猟師は朝早く、出かけようとしました。キツツキは声をあげて表口から出てくる彼の顔を打ちました。猟師は、「不吉な鳥に打たれた」と中に戻ってしばらく休み、今度は裏口から出ようとしました。キツツキは先回りして裏口から出てくる猟師を打ちました。
 
「こいつはわたしを出してくれないぞ」と言って中に戻り、日の出まで寝ました。日がのぼった時、刃物を手にして出てきました。キツツキは大急ぎで飛んで行ってカモシカにそれを告げました。ちょうどその時、カメは一本の革ひもだけを残して、全部かみ切ってしまっていました。しかし、その歯は今にもダメになりそうで、口は血だらけでした。
 
カモシカは猟師を見て革ひもを断ち切って森に逃げ込みました。
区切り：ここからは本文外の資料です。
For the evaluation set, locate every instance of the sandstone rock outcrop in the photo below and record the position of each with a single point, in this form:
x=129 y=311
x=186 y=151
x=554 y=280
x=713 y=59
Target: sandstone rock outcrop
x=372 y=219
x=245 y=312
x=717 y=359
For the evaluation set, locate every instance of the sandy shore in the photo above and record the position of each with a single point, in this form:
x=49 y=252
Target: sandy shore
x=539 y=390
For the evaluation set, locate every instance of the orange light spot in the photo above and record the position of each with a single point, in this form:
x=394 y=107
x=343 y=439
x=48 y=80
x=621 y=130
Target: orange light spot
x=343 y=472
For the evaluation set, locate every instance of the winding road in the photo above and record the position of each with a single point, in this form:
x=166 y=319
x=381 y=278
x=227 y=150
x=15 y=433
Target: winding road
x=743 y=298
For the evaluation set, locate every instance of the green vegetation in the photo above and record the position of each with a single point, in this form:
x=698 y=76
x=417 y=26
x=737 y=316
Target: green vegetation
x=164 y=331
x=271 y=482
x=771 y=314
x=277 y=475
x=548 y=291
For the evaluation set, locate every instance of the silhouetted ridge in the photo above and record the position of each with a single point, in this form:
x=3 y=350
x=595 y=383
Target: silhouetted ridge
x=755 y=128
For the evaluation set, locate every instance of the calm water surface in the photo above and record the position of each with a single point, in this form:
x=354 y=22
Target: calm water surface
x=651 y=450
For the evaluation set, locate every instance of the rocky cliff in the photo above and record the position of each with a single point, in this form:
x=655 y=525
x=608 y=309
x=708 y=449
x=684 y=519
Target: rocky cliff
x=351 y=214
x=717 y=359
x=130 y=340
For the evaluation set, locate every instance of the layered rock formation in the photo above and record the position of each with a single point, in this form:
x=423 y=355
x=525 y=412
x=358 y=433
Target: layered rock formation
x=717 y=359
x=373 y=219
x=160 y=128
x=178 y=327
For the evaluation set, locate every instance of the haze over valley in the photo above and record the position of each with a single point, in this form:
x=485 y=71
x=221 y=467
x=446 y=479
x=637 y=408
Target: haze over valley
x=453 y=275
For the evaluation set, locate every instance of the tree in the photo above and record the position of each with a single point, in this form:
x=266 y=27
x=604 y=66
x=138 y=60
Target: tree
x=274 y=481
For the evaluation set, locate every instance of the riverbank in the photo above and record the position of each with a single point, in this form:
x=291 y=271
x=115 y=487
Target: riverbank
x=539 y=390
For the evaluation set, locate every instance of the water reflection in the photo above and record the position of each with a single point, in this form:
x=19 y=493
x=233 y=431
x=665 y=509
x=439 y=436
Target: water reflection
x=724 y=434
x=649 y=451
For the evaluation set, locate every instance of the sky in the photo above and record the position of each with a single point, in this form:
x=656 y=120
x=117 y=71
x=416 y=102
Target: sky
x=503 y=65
しかしカメは弱っていたので、猟師につかまってしまいました。猟師はカメを袋の中に放り込んで切り株に結び付けました。
 
カモシカはカメがつかまっているのを知り、「友達の命を救おう」と、弱っているふりをして猟師に姿を見せました。猟師は刃物を取って追いかけます。カモシカは猟師を森の奥に誘い込んで迷わせ、自分は別の道を通って戻ってきて、角で袋を持ち上げてカメを助けてやりました。
 
カモシカはカメとキツツキに感謝し、両者に逃げるように告げた。
 
さんざんな目にあった猟師は、手ぶらですごすごと家に帰りました。三匹は末永く仲良く暮らしたということです。